When the company was known as Interland, the stock had risen to meteoric levels and then suffered with the "Dot-com bubble" and was ranked among the 10 worst performances for a United States listed company. But since the company brought on new management and changed its name to Web.com, the stock price recovered. At the time of the merger with Website Pros, the company's stock closed at $7.15, which represented more than a threefold increase since new management joined in August 2005. According to the company's financials, the last four quarters showed revenue and subscriber growth at Web.com, despite having consistently lost revenues and subscribers prior to the turnaround. During the first quarter of 2007, the company announced a profit and earnings growth but the second quarter of 2007 the company reported a loss, mainly due to merger related costs.

==Legal==
The company had been involved with various lawsuits, some of these predate the web.com acquisition:
- Novell brought an action against Interland in 1999 claiming underpayment of royalties. It made an out-of-court settlement in 2005.

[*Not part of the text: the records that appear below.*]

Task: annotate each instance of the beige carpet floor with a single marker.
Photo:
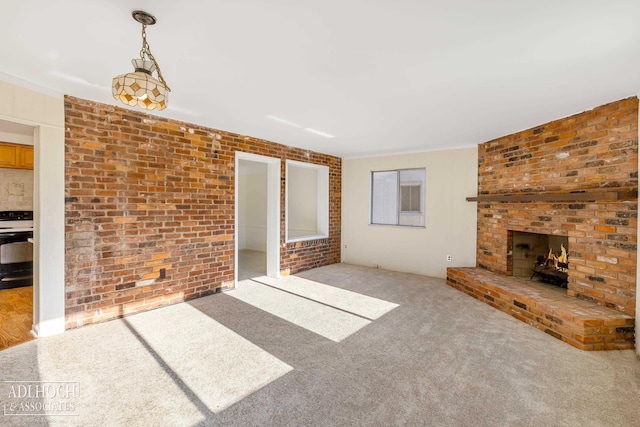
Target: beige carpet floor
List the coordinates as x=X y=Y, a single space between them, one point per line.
x=335 y=346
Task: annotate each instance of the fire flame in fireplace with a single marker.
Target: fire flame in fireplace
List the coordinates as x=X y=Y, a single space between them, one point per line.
x=559 y=261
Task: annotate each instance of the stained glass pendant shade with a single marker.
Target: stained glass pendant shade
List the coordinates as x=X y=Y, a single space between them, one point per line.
x=140 y=87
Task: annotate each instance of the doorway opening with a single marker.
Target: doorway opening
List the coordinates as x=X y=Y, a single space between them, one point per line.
x=257 y=206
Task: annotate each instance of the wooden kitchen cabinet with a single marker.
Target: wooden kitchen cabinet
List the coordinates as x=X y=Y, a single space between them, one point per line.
x=16 y=156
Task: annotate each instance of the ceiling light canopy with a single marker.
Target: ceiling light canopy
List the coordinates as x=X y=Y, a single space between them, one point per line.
x=140 y=87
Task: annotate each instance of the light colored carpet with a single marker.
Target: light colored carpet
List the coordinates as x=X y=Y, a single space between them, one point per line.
x=251 y=264
x=422 y=354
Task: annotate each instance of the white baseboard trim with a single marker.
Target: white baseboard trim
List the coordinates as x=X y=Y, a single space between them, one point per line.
x=48 y=328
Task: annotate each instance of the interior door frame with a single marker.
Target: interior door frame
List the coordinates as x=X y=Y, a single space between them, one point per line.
x=273 y=210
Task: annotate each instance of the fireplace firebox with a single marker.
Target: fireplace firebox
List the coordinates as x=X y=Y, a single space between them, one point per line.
x=541 y=256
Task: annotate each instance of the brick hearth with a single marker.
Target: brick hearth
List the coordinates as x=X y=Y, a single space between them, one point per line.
x=583 y=324
x=575 y=177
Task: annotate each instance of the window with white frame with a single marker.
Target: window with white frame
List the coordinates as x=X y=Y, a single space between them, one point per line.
x=397 y=197
x=307 y=201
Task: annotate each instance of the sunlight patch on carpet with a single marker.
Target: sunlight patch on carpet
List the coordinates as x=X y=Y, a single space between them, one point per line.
x=225 y=367
x=327 y=311
x=353 y=302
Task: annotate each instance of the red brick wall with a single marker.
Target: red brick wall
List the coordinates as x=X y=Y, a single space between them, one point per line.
x=595 y=151
x=144 y=193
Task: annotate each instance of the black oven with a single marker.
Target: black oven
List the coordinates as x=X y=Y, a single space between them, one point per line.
x=16 y=250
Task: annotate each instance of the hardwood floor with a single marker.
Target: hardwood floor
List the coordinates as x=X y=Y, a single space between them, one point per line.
x=16 y=316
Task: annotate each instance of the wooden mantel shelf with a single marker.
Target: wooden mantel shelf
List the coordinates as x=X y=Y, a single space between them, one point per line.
x=554 y=197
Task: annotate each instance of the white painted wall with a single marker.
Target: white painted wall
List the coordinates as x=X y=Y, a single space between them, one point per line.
x=302 y=207
x=450 y=221
x=45 y=113
x=252 y=194
x=638 y=263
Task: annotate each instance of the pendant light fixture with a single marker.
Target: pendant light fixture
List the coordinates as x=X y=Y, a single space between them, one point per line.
x=140 y=87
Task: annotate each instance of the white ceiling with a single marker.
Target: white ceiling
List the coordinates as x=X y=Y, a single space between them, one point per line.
x=382 y=76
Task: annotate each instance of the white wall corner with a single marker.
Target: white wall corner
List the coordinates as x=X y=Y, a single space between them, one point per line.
x=638 y=260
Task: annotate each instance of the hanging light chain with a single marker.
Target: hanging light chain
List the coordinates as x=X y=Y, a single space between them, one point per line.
x=146 y=50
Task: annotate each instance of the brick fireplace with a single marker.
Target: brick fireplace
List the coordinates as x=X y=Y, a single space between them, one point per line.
x=575 y=178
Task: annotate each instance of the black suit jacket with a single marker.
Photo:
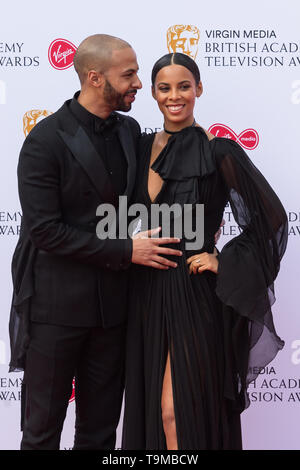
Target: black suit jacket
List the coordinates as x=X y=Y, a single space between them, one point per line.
x=62 y=272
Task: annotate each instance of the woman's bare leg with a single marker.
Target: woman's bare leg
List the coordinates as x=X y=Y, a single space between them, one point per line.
x=167 y=407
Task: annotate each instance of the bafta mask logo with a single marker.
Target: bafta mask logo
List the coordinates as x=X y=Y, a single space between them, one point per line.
x=183 y=38
x=31 y=118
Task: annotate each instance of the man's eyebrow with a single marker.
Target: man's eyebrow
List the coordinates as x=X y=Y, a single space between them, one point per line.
x=179 y=83
x=131 y=70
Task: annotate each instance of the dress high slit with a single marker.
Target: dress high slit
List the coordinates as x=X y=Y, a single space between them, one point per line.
x=218 y=328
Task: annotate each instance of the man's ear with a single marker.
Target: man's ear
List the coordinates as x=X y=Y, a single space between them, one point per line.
x=199 y=89
x=95 y=79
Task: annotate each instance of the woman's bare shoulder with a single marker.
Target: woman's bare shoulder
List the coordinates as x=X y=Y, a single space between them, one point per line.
x=210 y=136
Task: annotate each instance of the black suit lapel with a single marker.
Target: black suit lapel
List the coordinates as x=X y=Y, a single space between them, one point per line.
x=87 y=156
x=128 y=146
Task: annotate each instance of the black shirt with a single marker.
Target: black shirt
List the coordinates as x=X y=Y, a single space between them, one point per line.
x=104 y=136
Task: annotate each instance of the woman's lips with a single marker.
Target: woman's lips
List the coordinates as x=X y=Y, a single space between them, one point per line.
x=175 y=109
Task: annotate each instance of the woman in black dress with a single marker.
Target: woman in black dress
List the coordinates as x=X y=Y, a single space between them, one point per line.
x=198 y=334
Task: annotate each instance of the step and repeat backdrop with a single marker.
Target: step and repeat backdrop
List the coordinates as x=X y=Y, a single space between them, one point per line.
x=249 y=58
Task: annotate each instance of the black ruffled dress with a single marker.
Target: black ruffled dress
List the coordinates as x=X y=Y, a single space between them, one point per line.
x=218 y=328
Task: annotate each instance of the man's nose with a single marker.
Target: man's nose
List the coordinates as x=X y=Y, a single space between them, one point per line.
x=137 y=83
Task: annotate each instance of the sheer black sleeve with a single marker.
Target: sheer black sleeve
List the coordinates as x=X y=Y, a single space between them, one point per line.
x=249 y=263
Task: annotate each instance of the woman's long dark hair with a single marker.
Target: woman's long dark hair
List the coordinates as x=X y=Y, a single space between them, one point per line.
x=178 y=59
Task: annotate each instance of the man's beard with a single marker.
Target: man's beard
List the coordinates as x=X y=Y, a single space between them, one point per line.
x=114 y=98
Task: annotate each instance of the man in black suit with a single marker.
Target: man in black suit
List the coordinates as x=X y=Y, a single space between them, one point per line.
x=70 y=287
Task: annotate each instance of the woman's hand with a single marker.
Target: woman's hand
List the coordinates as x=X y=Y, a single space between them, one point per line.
x=203 y=262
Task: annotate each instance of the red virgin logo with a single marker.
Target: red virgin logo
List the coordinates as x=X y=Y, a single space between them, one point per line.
x=61 y=53
x=248 y=139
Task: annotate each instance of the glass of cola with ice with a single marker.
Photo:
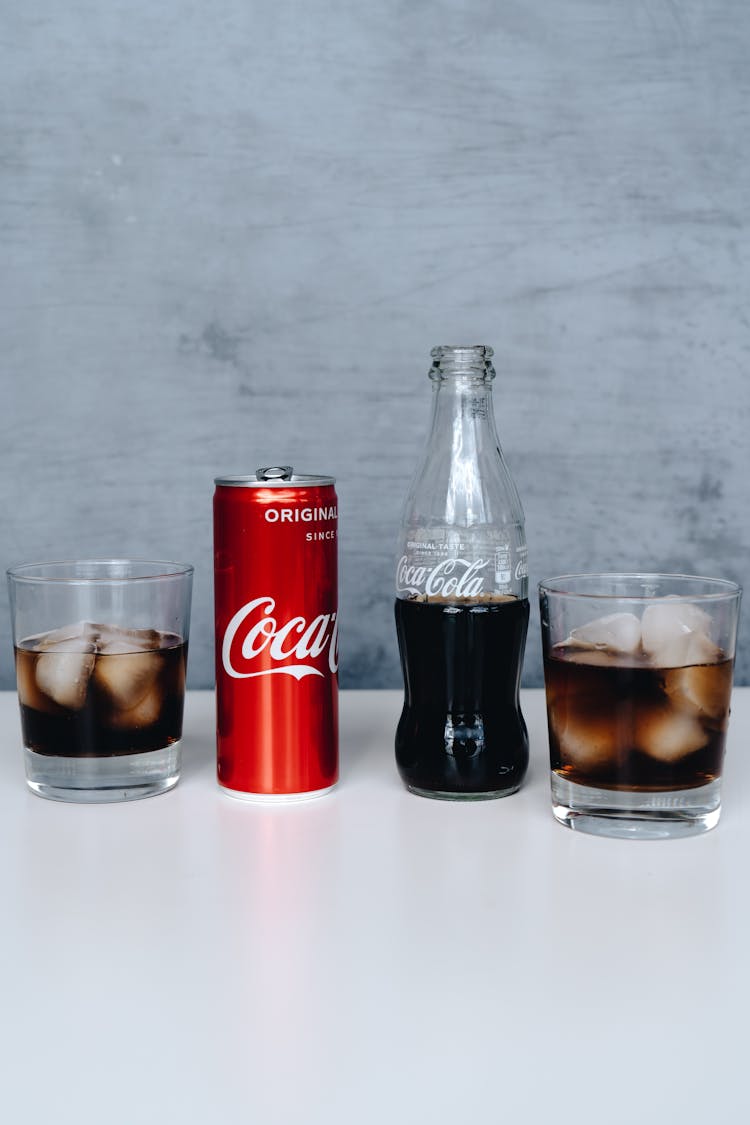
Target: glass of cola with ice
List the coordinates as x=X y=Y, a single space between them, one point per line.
x=638 y=671
x=101 y=650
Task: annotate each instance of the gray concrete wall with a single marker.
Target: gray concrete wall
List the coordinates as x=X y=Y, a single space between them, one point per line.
x=233 y=231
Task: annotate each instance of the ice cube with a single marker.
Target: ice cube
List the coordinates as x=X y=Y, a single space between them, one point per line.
x=125 y=675
x=701 y=690
x=620 y=632
x=113 y=639
x=77 y=638
x=667 y=734
x=143 y=714
x=586 y=744
x=28 y=692
x=63 y=673
x=675 y=633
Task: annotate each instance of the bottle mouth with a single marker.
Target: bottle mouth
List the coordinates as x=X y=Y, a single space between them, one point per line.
x=473 y=360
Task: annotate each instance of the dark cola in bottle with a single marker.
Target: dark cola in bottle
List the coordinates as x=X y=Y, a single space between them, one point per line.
x=461 y=597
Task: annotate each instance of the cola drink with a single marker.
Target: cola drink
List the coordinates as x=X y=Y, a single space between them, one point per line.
x=461 y=604
x=638 y=669
x=277 y=635
x=93 y=691
x=461 y=730
x=619 y=722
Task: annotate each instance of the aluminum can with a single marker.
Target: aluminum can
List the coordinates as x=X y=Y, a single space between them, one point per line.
x=277 y=631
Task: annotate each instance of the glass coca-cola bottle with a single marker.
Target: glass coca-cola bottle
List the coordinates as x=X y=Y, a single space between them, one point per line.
x=461 y=597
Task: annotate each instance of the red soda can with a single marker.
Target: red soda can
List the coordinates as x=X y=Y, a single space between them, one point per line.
x=277 y=635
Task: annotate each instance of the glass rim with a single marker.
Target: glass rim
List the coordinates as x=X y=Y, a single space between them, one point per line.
x=33 y=572
x=723 y=588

- The company made a claim against an insurer in 2000. The amount was settled, and Web.com received $6 million.
- In June 2006, Web.com filed a lawsuit against Go Daddy, which alleges that Go Daddy's hosting and domain plans infringed on Web.com's patents.
- WebSource Media was acquired by the company on May 24, 2006 but by June 23, Web.com filed to rescind the acquisition when it learned that WebSource had engaged in "unfair and deceptive acts and business practices". Web.com was appointed to manage the business operations as an agent of the receiver when the court ordered that it be managed by a receiver.

==Website Pros==
On June 26, 2007, Website Pros and Web.com announced that "the two companies have signed a definitive merger agreement". Website Pros, as the bigger of the two companies, acquired Web.com for a total of approximately ~$130 million, consisting of $25 million in cash and the rest in stock. Web.com representatives, including Jeff Stibel as the new president, will hold two of seven seats on Website Pro's board. The merger was completed on October1st, 2007.
Prior to the Web.com merger, Website Pros had acquired: 1ShoppingCart.com, LEADS.com, NetObjects, Renovation Experts.com, and Submitawebsite.